爱可可AI前沿推介(10.31)

LG - 机器学习 CV - 计算机视觉 CL - 计算与语言 AS - 音频与语音 RO - 机器人

转自爱可可爱生活

摘要：VectorAdam旋转等变几何优化、预训练强化的面向多变量时间序列预测的空-时图神经网络、基于简单扩散的分类SDE、语言模型能否处理递归嵌套语法结构、截断采样作为语言模型去平滑、超越最小编辑反事实以实现更丰富的数据增强、更大模型和更长训练可提高词汇泛化能力、文本到语音的大规模多语言语音-文本联合半监督学习、基于排序损失的微调T5文本排序

1、[LG] VectorAdam for Rotation Equivariant Geometry Optimization

S Ling, N Sharp, A Jacobson
[University of Toronto]
VectorAdam旋转等变几何优化。事实证明，Adam优化算法对机器学习中的优化问题，甚至是几何学处理中的传统任务都非常有效。同时，等变方法的发展，即在旋转或其他变换的作用下保持其输出，已被证明对这些领域的几何问题非常重要。本文观察到Adam——当被视为将初始条件映射到优化结果的函数时——由于每个坐标矩的更新，对于矢量值的参数不是旋转等变的。这导致了在实践中出现严重的伪影和偏差。本文建议用VectorAdam来解决该缺陷，这是一个简单的修改，通过考虑优化变量的矢量结构，使Adam具有旋转等变性。在机器学习和传统的几何优化问题上展示了该方法，表明当应用于矢量值数据时，等变的VectorAdam解决了传统Adam的伪影和偏差，而且收敛率相当甚至提高。

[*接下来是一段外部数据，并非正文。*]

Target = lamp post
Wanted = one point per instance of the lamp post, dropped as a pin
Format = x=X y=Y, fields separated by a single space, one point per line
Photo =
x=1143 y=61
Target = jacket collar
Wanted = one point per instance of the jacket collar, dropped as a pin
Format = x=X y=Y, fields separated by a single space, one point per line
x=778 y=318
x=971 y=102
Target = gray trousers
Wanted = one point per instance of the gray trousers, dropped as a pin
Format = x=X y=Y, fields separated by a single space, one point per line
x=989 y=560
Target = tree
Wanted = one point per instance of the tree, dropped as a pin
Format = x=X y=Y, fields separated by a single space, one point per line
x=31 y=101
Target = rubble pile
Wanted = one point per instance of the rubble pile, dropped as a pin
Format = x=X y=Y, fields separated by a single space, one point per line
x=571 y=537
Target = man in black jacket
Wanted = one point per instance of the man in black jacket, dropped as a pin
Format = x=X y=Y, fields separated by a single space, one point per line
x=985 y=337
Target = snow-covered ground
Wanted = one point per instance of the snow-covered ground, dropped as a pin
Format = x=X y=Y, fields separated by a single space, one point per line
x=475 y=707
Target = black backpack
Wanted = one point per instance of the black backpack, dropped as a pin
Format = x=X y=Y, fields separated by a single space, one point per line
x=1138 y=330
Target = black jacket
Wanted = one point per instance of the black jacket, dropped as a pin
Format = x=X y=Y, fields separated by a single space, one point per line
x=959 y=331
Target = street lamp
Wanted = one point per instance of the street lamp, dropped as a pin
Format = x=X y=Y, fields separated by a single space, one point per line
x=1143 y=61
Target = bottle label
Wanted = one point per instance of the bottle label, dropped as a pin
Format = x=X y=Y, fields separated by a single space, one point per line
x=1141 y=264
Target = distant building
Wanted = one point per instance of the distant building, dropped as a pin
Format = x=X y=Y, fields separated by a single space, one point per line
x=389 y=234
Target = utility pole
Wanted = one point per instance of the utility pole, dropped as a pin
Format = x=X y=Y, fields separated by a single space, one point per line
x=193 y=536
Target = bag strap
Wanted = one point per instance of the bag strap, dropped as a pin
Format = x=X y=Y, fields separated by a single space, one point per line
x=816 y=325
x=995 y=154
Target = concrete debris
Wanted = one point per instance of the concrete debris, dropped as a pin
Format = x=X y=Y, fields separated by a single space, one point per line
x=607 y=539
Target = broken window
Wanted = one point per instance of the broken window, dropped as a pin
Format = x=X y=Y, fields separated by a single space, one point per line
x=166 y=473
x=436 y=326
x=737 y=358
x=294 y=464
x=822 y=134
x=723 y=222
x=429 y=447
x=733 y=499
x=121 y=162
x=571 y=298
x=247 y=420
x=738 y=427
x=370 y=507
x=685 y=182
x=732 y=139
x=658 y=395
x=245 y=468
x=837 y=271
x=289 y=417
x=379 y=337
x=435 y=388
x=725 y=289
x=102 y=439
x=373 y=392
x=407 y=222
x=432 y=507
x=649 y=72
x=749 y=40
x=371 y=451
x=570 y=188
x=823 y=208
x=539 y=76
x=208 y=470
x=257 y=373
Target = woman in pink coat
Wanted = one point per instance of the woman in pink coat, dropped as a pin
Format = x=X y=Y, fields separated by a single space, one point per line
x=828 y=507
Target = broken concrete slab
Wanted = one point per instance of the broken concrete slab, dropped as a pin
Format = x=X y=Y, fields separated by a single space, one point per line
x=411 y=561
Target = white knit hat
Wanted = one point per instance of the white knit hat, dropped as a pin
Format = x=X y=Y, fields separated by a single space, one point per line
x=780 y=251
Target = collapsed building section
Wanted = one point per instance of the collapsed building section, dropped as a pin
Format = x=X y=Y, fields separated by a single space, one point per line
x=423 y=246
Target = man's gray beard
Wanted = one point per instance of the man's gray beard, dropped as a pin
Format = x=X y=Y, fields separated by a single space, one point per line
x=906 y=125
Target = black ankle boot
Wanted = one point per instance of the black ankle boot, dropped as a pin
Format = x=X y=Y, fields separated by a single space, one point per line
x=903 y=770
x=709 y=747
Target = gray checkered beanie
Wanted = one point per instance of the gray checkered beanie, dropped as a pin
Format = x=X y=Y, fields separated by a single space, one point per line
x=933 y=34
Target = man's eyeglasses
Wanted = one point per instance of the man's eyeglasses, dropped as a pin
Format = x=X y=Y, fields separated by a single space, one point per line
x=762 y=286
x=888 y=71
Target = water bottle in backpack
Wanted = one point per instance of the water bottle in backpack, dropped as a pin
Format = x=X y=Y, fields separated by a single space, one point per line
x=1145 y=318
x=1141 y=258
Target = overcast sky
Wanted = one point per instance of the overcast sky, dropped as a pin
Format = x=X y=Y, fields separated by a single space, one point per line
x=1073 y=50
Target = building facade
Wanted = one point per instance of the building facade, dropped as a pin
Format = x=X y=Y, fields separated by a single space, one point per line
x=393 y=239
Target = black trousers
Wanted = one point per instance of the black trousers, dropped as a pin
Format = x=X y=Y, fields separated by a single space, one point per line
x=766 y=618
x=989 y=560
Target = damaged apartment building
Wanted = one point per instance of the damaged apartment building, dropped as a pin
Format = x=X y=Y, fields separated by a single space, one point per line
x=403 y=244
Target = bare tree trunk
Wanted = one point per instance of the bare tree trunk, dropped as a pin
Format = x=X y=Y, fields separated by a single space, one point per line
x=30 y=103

The Adam optimization algorithm has proven remarkably effective for optimization problems across machine learning and even traditional tasks in geometry processing. At the same time, the development of equivariant methods, which preserve their output under the action of rotation or some other transformation, has proven to be important for geometry problems across these domains. In this work, we observe that Adam − when treated as a function that maps initial conditions to optimized results − is not rotation equivariant for vector-valued parameters due to per-coordinate moment updates. This leads to significant artifacts and biases in practice. We propose to resolve this deficiency with VectorAdam, a simple modification which makes Adam rotation-equivariant by accounting for the vector structure of optimization variables. We demonstrate this approach on problems in machine learning and traditional geometric optimization, showing that equivariant VectorAdam resolves the artifacts and biases of traditional Adam when applied to vector-valued data, with equivalent or even improved rates of convergence.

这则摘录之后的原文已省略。